Sebelum novel ini, saya sudah membaca dua novel Azzura Dayana lainnya (tiga dengan novel yang saya edit). Judulnya, Birunya Langit Cinta dan Cinta Sang Gadis Penjaga Telaga. Keduanya diterbitkan oleh Pro U Media dan sama-sama berkisah (menyelipkan kisah) tentang perjalanan. Altitude 3676 pun serupa dengan dua novel ini, semakin menegaskan ciri khas Azzura Dayana. Setelah membaca tiga novelnya yang “mirip” itu, saya jadi menyimpulkan karakteristik novel Azzura Dayana sebagai berikut: tokoh utamanya (perempuan) seorang guru atau pendidik, ada kegiatan travelling, ada kisah cinta yang malu-malu tapi mau (uhuk!). Sifat dan profesi tokoh utamanya itu selaras dengan biodata penulis:

Azzura Dayana, seorang penulis, backpacker, dan pendidik. Sangat mendalami aktivitas travelling, membaca, dan fotografi. (selebihnya baca di bagian belakang buku, ya).
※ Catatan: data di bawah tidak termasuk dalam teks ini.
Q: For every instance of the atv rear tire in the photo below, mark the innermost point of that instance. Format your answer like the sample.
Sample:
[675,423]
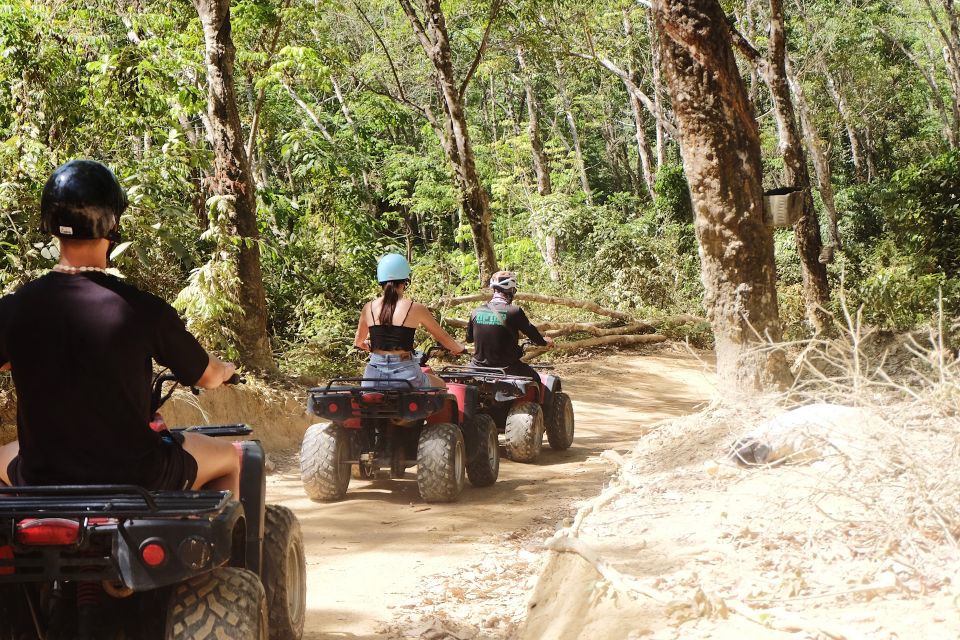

Semua penulis (tak bisa disangkal) pasti memasukkan sebagian atau bahkan seluruh pengalaman hidupnya ke dalam novel yang ditulisnya. Saya yakin, demikian pula dengan Azzura Dayana. Saya menebak, Altitude 3676 ini juga memasukkan pengalaman Yana ketika mendaki puncak Mahameru. Tentunya dicampur dengan imajinasi berkaitan dengan peristiwa yang dialami tokoh-tokohnya. Yana, kabarnya, memang seorang pendaki. Kebetulan saya agak tahu sedikit, kalau pengantin baru ini memang suka jalan-jalan.

Pengisahan menggunakan Pov 1 dari tiga tokoh utama: Faras, Ikhsan, dan Mareta. Dimulai dari Faras yang sedang risau di Candi Borobudur, lalu kebetulan melihat Mareta yang sedang menyebut nama Ikhsan. Faras memang sedang mencari Ikhsan, dan dia sengaja mengikuti Mareta untuk memastikan apakah Ikhsan yang disebut oleh Mareta itu adalah Ikhsan yang dia cari? Setelah perjalanan panjang ke Makassar, terbukti memang Ikhsan mereka itu sama.

Ada apa dengan Ikhsan a.ka Raja Ikhsan? Ada kilas balik yang menceritakan pertemuan awal antara Ikhsan dan Faras di Desa Ranu Pane, tempat tinggal Faras, yang merupakan salah satu tempat transit para pendaki Gunung Semeru. Ikhsan yang cuek dan keras itu adalah salah seorang pendaki. Karakternya yang menonjol membuat Faras tertarik. Mereka bahkan terlibat percakapan serius tentang tuhan. Ikhsan meminta sebelas jawaban dari Faras, mengapa dia harus salat. Jika Faras bisa menjawabnya, baru deh Ikhsan mau salat. Setelah tiga kali bertemu dalam kurun waktu berbeda, Faras mendapatkan cerita dari Ikhsan bahwa dia sangat membenci keluarga ibu tirinya, termasuk ayahnya. Ibunya adalah istri kedua ayahnya yang meninggal karena bunuh diri, setelah diteror oleh istri pertama ayahnya.  Ikhsan berencana membunuh ibu tiri dan ayahnya!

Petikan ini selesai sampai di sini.